KB-D565

dot-iu-cutter v0.5 — Source-Document Ingestion Pipeline Design (DESIGN ONLY) (2026-05-17)

8 min read Revision 1
dot-iu-cutterv0.5ingestionsource-registrychecksumversioningprovenancedesign-onlydieu44

dot-iu-cutter v0.5 — Source-Document Ingestion Pipeline Design

Date: 2026-05-17 Phase: v0_5_constitution_hardtest_and_information_unit_factory_master_plan Nature: DESIGN ONLY. No table, no fetch job, no write is authorized.

Parent: dot-iu-cutter-v0.5-constitution-hardtest-master-plan-2026-05-17.md


1. Problem

Cắt hiến pháp must resolve a human phrase to an authoritative, versioned, checksummed source representation before any canonicalization or cut. Today the Constitution is not in the system; it lives at an external Directus-rendered URL. The runtime must never hardcode that URL/path — it must resolve through a source-document registry.

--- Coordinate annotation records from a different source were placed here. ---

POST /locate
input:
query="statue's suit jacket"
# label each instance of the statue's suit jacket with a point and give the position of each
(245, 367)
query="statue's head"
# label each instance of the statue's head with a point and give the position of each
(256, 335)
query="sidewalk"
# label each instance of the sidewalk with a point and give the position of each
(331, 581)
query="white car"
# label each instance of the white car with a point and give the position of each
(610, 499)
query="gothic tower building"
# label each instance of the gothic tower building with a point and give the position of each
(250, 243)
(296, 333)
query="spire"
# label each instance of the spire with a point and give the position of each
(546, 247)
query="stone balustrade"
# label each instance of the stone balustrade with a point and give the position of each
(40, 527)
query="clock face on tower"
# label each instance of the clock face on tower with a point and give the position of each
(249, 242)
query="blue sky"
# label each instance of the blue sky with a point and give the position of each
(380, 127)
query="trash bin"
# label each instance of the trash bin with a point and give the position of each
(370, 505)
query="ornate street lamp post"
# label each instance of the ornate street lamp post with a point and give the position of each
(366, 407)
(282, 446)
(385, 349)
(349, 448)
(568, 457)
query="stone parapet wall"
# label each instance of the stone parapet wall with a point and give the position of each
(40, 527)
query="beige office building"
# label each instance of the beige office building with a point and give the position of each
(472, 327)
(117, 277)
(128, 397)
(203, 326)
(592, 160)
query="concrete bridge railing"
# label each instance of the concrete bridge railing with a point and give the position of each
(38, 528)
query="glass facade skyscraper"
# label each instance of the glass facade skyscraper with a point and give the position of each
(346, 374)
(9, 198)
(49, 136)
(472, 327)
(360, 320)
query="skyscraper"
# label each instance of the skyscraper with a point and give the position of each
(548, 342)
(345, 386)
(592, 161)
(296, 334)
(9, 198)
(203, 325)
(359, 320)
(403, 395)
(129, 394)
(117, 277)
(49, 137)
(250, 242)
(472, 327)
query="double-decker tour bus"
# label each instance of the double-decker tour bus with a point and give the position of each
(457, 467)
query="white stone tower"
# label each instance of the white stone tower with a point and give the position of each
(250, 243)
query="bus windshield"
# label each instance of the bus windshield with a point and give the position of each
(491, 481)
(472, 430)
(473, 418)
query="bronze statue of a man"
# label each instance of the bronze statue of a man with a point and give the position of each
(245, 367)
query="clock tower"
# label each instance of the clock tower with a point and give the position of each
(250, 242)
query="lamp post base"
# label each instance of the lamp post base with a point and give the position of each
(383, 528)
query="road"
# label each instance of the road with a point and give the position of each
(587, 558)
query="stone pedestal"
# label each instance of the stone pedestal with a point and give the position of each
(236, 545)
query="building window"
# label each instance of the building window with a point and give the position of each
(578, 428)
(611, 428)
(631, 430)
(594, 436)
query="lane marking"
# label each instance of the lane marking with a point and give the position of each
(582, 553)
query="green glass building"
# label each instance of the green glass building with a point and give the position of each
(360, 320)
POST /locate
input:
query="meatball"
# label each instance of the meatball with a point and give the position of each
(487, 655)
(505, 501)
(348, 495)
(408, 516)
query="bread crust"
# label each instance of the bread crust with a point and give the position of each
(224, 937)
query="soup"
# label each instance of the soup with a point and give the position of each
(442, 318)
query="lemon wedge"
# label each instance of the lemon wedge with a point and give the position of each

Grounding: the configured URL serves the internal Hiến pháp Kiến trúc Hệ thống Incomex v4.6.3 (KB-7294 rev 44, HTML rendered, markdown source, status markers mixing ✅ ENACTED / 📋 CONTROLLED DRAFT). The ingestion design must therefore be format- and authority-aware, not assume a clean legal PDF.

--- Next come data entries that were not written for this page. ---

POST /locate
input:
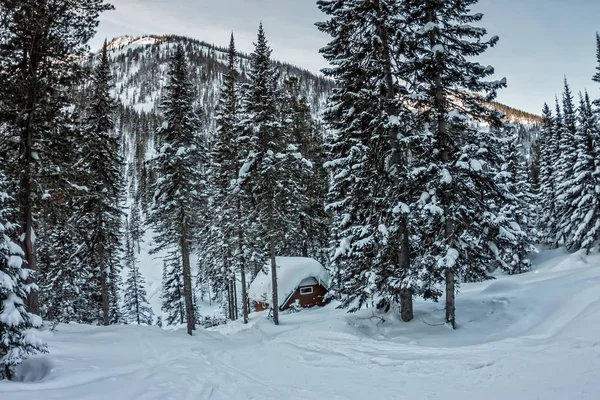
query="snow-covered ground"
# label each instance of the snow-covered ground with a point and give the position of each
(533, 336)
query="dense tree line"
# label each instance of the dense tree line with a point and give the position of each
(569, 148)
(409, 182)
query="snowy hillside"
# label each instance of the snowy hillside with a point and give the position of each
(531, 336)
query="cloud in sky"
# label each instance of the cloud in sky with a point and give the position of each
(540, 40)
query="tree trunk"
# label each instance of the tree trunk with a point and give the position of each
(187, 279)
(395, 166)
(275, 304)
(242, 263)
(443, 144)
(406, 310)
(235, 304)
(26, 189)
(450, 294)
(104, 290)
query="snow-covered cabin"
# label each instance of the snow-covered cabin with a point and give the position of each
(298, 278)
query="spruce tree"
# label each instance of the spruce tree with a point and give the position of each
(100, 207)
(596, 77)
(173, 299)
(228, 231)
(136, 307)
(565, 164)
(269, 157)
(309, 233)
(179, 204)
(371, 191)
(549, 152)
(514, 242)
(16, 343)
(583, 194)
(39, 72)
(462, 197)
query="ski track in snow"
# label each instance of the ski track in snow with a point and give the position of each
(530, 336)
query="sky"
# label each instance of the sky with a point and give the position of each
(541, 41)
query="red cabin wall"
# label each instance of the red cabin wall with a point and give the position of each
(316, 298)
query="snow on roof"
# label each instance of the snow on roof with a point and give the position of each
(290, 272)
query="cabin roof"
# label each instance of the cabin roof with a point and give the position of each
(292, 272)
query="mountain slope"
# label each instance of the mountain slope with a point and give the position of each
(140, 67)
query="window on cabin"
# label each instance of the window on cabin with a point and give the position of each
(306, 290)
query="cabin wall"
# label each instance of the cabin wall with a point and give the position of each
(308, 300)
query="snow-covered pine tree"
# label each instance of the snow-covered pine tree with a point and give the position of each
(100, 207)
(309, 231)
(228, 244)
(269, 157)
(173, 298)
(461, 198)
(369, 152)
(136, 308)
(549, 152)
(596, 77)
(583, 194)
(179, 205)
(136, 227)
(16, 343)
(39, 74)
(564, 166)
(514, 242)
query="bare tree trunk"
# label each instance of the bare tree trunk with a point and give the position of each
(229, 300)
(242, 263)
(187, 279)
(406, 307)
(443, 144)
(104, 290)
(450, 297)
(26, 191)
(275, 304)
(235, 304)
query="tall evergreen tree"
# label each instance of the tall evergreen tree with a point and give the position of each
(226, 163)
(596, 77)
(100, 206)
(16, 343)
(269, 156)
(136, 307)
(460, 209)
(309, 231)
(565, 164)
(40, 66)
(178, 206)
(550, 151)
(173, 298)
(583, 193)
(514, 243)
(369, 152)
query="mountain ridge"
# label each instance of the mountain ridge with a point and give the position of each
(124, 42)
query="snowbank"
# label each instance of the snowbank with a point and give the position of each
(290, 272)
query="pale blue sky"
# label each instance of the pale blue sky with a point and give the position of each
(540, 40)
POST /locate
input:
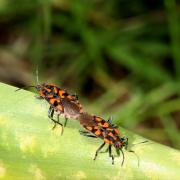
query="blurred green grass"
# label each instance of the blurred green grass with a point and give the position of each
(121, 57)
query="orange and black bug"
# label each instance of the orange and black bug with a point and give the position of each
(99, 128)
(60, 101)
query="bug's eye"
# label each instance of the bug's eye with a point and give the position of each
(55, 103)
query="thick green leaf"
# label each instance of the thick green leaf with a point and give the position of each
(30, 149)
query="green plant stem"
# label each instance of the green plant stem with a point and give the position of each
(30, 149)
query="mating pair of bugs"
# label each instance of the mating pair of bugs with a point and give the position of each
(67, 105)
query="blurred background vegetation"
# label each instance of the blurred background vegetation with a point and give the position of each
(121, 57)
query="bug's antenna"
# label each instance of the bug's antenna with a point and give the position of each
(140, 143)
(37, 75)
(123, 157)
(135, 155)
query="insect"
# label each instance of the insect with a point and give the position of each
(60, 101)
(99, 128)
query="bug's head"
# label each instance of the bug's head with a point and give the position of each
(122, 142)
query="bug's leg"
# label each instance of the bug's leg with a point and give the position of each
(96, 154)
(123, 157)
(51, 114)
(110, 153)
(75, 96)
(135, 155)
(105, 150)
(65, 122)
(38, 97)
(87, 134)
(61, 124)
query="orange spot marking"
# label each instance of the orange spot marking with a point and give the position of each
(55, 90)
(41, 94)
(98, 132)
(52, 84)
(89, 128)
(98, 119)
(106, 124)
(59, 107)
(117, 132)
(111, 134)
(107, 141)
(50, 96)
(52, 101)
(100, 124)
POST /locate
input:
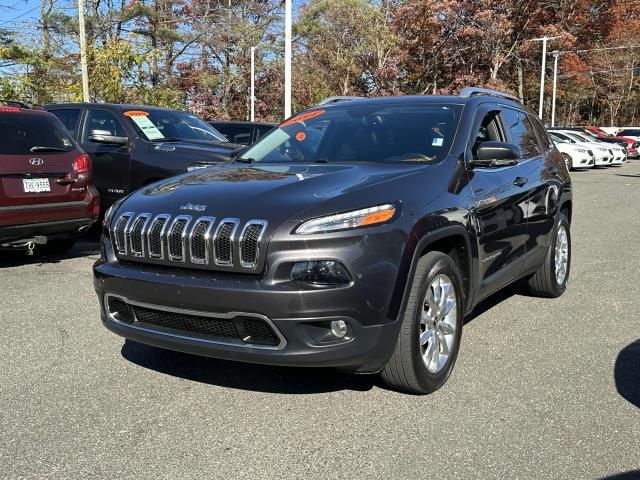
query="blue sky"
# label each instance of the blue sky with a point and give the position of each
(22, 12)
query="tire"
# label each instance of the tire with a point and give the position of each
(545, 282)
(58, 247)
(407, 369)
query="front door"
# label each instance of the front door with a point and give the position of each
(111, 163)
(500, 210)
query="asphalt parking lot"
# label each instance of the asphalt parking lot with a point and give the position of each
(542, 388)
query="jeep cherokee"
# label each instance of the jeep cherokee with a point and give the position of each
(358, 234)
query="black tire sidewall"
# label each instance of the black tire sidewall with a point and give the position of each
(560, 289)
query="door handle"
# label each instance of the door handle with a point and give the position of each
(520, 181)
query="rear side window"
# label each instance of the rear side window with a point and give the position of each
(24, 133)
(543, 136)
(69, 118)
(521, 131)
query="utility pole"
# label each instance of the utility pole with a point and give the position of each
(287, 58)
(556, 54)
(83, 52)
(544, 41)
(253, 85)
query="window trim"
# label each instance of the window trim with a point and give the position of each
(83, 137)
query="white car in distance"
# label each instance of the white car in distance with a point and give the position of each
(575, 156)
(603, 155)
(619, 153)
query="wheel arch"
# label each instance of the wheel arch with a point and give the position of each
(452, 240)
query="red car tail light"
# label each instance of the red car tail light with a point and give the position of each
(81, 164)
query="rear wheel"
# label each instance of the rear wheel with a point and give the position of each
(429, 338)
(552, 277)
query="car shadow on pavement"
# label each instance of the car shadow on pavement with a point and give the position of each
(630, 475)
(627, 373)
(16, 258)
(518, 288)
(245, 376)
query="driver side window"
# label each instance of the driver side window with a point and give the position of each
(489, 130)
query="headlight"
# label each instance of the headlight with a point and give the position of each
(346, 221)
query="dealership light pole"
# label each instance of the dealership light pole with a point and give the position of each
(287, 58)
(83, 52)
(544, 41)
(556, 54)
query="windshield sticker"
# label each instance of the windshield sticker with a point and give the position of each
(302, 117)
(136, 113)
(147, 127)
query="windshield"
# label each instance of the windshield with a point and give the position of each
(157, 125)
(361, 133)
(24, 133)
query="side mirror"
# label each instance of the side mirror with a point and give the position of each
(104, 137)
(499, 151)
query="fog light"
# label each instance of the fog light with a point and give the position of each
(338, 328)
(321, 272)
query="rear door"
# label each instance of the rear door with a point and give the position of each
(111, 163)
(36, 158)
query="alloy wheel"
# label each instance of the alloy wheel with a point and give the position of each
(438, 323)
(562, 254)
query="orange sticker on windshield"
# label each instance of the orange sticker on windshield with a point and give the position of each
(302, 117)
(136, 113)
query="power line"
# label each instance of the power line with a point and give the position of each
(21, 15)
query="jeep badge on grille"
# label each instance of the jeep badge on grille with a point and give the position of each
(194, 208)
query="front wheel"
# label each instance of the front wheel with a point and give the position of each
(429, 338)
(551, 279)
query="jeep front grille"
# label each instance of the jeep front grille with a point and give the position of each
(200, 242)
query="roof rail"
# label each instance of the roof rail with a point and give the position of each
(337, 99)
(18, 103)
(473, 91)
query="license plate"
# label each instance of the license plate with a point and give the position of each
(36, 185)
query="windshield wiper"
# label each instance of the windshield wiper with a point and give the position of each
(166, 139)
(39, 148)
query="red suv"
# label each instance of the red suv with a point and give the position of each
(47, 198)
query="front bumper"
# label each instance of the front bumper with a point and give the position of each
(299, 316)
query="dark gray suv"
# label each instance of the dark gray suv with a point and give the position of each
(358, 234)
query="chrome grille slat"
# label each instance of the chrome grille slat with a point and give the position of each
(133, 235)
(176, 238)
(250, 242)
(223, 242)
(200, 239)
(119, 232)
(199, 242)
(155, 235)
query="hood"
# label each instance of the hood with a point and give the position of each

2. Source-document registry (design — NOT created)

Conceptual entity source_document (proposed columns; creation forbidden now):

source_document:
  source_document_ref: text PK            # stable logical key, e.g. "incomex-constitution"
  human_aliases: text[]                    # {"hiến pháp","cắt hiến pháp"} -> intent resolution
  source_url: text                         # registered, NOT hardcoded in code
  source_authority_class: text             # enum-by-registry: authoritative|draft|mirror
  expected_format: text                    # html|markdown|pdf|plain (parser_profile key)
  parser_profile_ref: text                 # FK -> parser_profile registry (config-driven)
  grammar_profile_ref: text                # FK -> grammar profile (canonicalization doc)
  enacted_only_policy: boolean             # if true, exclude 📋 CONTROLLED DRAFT nodes
  registered_by: text
  registered_at: timestamptz
  active: boolean

source_document_version (immutable snapshot per ingest):

source_document_version:
  document_version_id: text PK             # deterministic (see §5)
  source_document_ref: text FK
  content_checksum: text                   # sha256 of canonical-normalized bytes
  raw_checksum: text                       # sha256 of raw fetched bytes (pre-normalization)
  retrieved_at: timestamptz
  http_etag / http_last_modified: text     # opportunistic, advisory only
  source_format_detected: text
  parser_profile_resolved: text
  byte_length: bigint
  authority_snapshot: text                 # authoritative|draft at ingest time
  supersedes_version_id: text NULL         # version chain
  ingest_status: text                      # fetched|normalized|anchored|ready|rejected

source_span (provenance anchor; one per addressable node):

source_span:
  span_id: text PK
  document_version_id: text FK
  node_path: text                          # detected-hierarchy path (canonicalization doc)
  char_start: bigint
  char_end: bigint
  byte_start: bigint
  byte_end: bigint
  span_checksum: text                      # sha256 of the exact substring

These are proposals for a later schema-design cycle (Q5/Q6). No DDL here.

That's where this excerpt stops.